Repeated Minor Pagefaults at Same Address After Calling mlockall() - linux

The Problem
In the course of attempting to reduce/eliminate the occurrence of minor pagefaults in an application, I discovered a confusing phenomenon; namely, I am repeatedly triggering minor pagefaults for writes to the same address, even though I thought I had taken sufficient steps to prevent pagefaults.
Background
As per the advice here, I called mlockall to lock all current and future pages into memory.
In my original use-case (which involved a rather large array) I also pre-faulted the data by writing to every element (or at least to every page) as per the advice here; though I realize the advice there is intended for users running a kernel with the RT patch, the general idea of forcing writes to thwart COW / demand paging should remain applicable.
I had thought that mlockall could be used to prevent minor page faults. While the man page only seems to guarantee that there will be no major faults,various other resources (e.g. above) state that it can be used to prevent minor page faults as well.
The kernel documentation seems to indicate this as well. For example, unevictable-lru.txt and pagemap.txt state that mlock()'ed pages are unevictable and therefore not suitable for reclamation.
In spite of this, I continued to trigger several minor pagefaults.
Example
I've created an extremely stripped down example to illustrate the problem:
#include <sys/mman.h> // mlockall
#include <stdlib.h> // abort
int main(int , char **) {
int x;
if (mlockall(MCL_CURRENT | MCL_FUTURE)) abort();
while (true) {
asm volatile("" ::: "memory"); // So GCC won't optimize out the write
x = 0x42;
}
return 0;
}
Here I repeatedly write to the same address. It is easy to see (e.g. via cat /proc/[pid]/status | awk '{print $10}') that I continue to have minor pagefaults long after the initialization is complete.
Running a modified version* of the pfaults.stp script included in systemtap-doc, I logged the time of each pagefault, address that triggered the fault, address of the instruction that triggered the fault, whether it was major/minor, and read/write. After the initial faults from startup and mlockall, all faults were identical: The attempt to write to x triggered a minor write fault.
The interval between successive pagefaults displays a striking pattern. For one particular run, the intervals were, in seconds:
2, 4, 4, 4.8, 8.16, 13.87, 23.588, 40.104, 60, 60, 60, 60, 60, 60, 60, 60, 60, ...
This appears to be (approximately) exponential back-off, with an absolute ceiling of 1 minute.
Running it on an isolated CPU has no impact; neither does running with a higher priority. However, running with a realtime priority eliminates the pagefaults.
The Questions
Is this behavior expected?
1a. What explains the timing?
Is it possible to prevent this?
Versions
I'm running Ubuntu 14.04, with kernel 3.13.0-24-generic and Systemtap version 2.3/0.156, Debian version 2.3-1ubuntu1 (trusty). Code compiled with gcc-4.8 with no extra flags, though optimization level doesn't seem to matter (provided the asm volatile directive is left in place; otherwise the write gets optimized out entirely)
I'm happy to include further details (e.g. exact stap script, original output, etc.) if they will prove relevant.
*Actually, the vm.pagefault probe was broken for my combination of kernel and systemtap because it referenced a variable that no longer existed in the kernel's handle_mm_fault function, but the fix was trivial)
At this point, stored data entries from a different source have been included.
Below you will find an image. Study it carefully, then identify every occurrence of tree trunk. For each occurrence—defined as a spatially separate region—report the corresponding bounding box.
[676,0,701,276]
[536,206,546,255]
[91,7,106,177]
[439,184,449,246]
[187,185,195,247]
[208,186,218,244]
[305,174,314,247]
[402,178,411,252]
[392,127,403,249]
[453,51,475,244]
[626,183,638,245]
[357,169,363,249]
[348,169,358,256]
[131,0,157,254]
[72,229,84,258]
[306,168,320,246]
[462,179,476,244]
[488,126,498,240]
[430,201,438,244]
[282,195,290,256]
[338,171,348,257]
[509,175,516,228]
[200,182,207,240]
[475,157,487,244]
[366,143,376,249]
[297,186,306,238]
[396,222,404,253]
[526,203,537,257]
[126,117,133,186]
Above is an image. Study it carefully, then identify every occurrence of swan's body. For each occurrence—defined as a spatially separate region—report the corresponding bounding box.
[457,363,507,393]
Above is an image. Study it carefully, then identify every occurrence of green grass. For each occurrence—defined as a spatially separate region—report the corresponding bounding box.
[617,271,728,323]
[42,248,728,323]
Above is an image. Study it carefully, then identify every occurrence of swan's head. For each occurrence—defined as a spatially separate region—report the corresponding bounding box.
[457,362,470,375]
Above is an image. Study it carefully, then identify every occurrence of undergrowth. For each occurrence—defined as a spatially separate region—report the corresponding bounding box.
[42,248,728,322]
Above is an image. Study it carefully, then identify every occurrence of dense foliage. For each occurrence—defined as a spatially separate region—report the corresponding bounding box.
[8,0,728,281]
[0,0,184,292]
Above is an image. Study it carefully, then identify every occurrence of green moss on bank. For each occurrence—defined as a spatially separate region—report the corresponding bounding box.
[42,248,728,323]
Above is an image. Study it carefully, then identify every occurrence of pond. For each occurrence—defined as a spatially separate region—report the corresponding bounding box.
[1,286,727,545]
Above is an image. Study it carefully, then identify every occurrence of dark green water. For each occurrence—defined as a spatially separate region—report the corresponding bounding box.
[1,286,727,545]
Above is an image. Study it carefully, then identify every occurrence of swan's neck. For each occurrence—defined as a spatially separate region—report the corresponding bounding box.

#fche's mention of Transparent Huge Pages put me onto the right track.
A less careless read of the kernel documentation I linked to in the question shows that mlock does not prevent the kernel from migrating the page to a new page frame; indeed, there's an entire section devoted to migrating mlocked pages. Thus, simply calling mlock() does not guarantee that you will not experience any minor pagefaults
Somewhat belatedly, I see that this answer quotes the same passage and partially answers my question.
One of the reasons the kernel might move pages around is memory compaction, whereby the kernel frees up a large contiguous block of pages so a "huge page" can be allocated. Transparent huge pages can be easily disabled; see e.g. this answer.
My particular test case was the result of some NUMA balancing changes introduced in the 3.13 kernel.
Quoting the LWN article linked therein:
The scheduler will periodically scan through each process's address
space, revoking all access permissions to the pages that are currently
resident in RAM. The next time the affected process tries to access
that memory, a page fault will result. The scheduler will trap that
fault and restore access to the page in question...
This behavior of the scheduler can be disabled by setting the NUMA policy of the process to explicitly use a certain node. This can be done using numactl at the command line (e.g. numactl --membind=0) or a call to the libnuma library.
EDIT: The sysctl documentation explicitly states regarding NUMA balancing:
If the target workload is already bound to NUMA nodes then this feature should be disabled.
This can be done with sysctl -w kernel.numa_balancing=0
There may still be other causes for page migration, but this sufficed for my purposes.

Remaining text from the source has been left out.